Why the ICH M4Q(R2) Revision Was Needed

The current ICH M4Q(R1) guideline provided industry with a harmonised backbone for quality information, but it was designed in a very different regulatory environment. The CTD was originally conceived for paper submissions and later adapted for electronic formats, but its structure still reflects that legacy: long narrative sections, limited structuring and only implicit connections to modern regulatory concepts.

Over the past two decades, several developments have gradually exposed the limitations of that approach.

First, the ICH Quality guideline series has expanded significantly, particularly with the introduction of Q8 through Q14, bringing concepts such as Quality by Design (QbD), lifecycle management and Established Conditions (ECs) firmly into regulatory practice.

Second, product modalities have diversified. Biologics, advanced therapies, and complex combination products do not always fit comfortably into a structure originally designed with small molecules in mind.

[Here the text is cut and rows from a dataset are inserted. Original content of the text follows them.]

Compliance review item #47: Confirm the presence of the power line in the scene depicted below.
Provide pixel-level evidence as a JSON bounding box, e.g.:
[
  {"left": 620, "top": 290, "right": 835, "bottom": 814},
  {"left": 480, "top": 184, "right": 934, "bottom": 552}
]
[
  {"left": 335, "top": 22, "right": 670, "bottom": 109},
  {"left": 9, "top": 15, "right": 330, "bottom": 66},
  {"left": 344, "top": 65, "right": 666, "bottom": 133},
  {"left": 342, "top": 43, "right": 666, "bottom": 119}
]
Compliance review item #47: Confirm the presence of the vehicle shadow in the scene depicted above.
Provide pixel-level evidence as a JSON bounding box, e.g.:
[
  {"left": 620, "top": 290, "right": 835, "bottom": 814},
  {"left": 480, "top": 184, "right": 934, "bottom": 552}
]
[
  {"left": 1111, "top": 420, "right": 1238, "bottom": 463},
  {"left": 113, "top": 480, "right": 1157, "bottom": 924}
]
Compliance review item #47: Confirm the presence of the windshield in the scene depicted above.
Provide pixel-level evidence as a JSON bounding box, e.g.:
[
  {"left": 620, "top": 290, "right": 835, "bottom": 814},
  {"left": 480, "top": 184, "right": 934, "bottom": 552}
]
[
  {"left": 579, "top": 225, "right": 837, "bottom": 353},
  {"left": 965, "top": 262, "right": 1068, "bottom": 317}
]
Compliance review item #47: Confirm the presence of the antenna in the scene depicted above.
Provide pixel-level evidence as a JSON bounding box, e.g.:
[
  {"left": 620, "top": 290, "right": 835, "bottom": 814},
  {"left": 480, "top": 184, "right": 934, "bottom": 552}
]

Third, regulatory systems have moved toward fully electronic and increasingly digital submissions. With the introduction of eCTD v4.0 and growing interest in structured, machine-readable data, regulators are now looking beyond static documents toward more data-driven regulatory assessment.

Against this background, regulators have been explicit about the objectives of the revision:

• to establish ICH M4Q(R2) as the primary reference for the structure and location of quality information
• to integrate modern ICH Quality concepts
• and to enable more efficient, data-driven regulatory assessment

What the Draft ICH M4Q(R2) Actually Changes

The draft ICH M4Q(R2) guideline, endorsed as a Step 2 document in May 2025 and currently under public consultation, introduces a significantly re-engineered structure for Modules 2.3 and 3. While many underlying regulatory expectations remain unchanged, the organisation and logic of the dossier are fundamentally redesigned.

Several changes stand out.

1. Module 2.3 Becomes the Primary CMC Narrative

In the traditional M4Q(R1) framework, the Quality Overall Summary (QOS) in Module 2.3 was often treated as a secondary deliverable — essentially a condensed restatement of Module 3 written late in the submission process.

The draft ICH M4Q(R2) reverses that logic.

Module 2.3 is repositioned as the primary regulatory narrative for quality, while Module 3 is explicitly described as the body of supporting data.

The revised QOS structure contains six subsections:

• 2.3.1 Product Overview
• 2.3.2 Overall Development and Control Strategy
• 2.3.3 Core Quality Information (CQI)
• 2.3.4 Development Summary and Justification
• 2.3.5 Product Lifecycle Management (PLCM)
• 2.3.6 Quality Benefit–Risk Considerations

Among these, three sections are particularly influential.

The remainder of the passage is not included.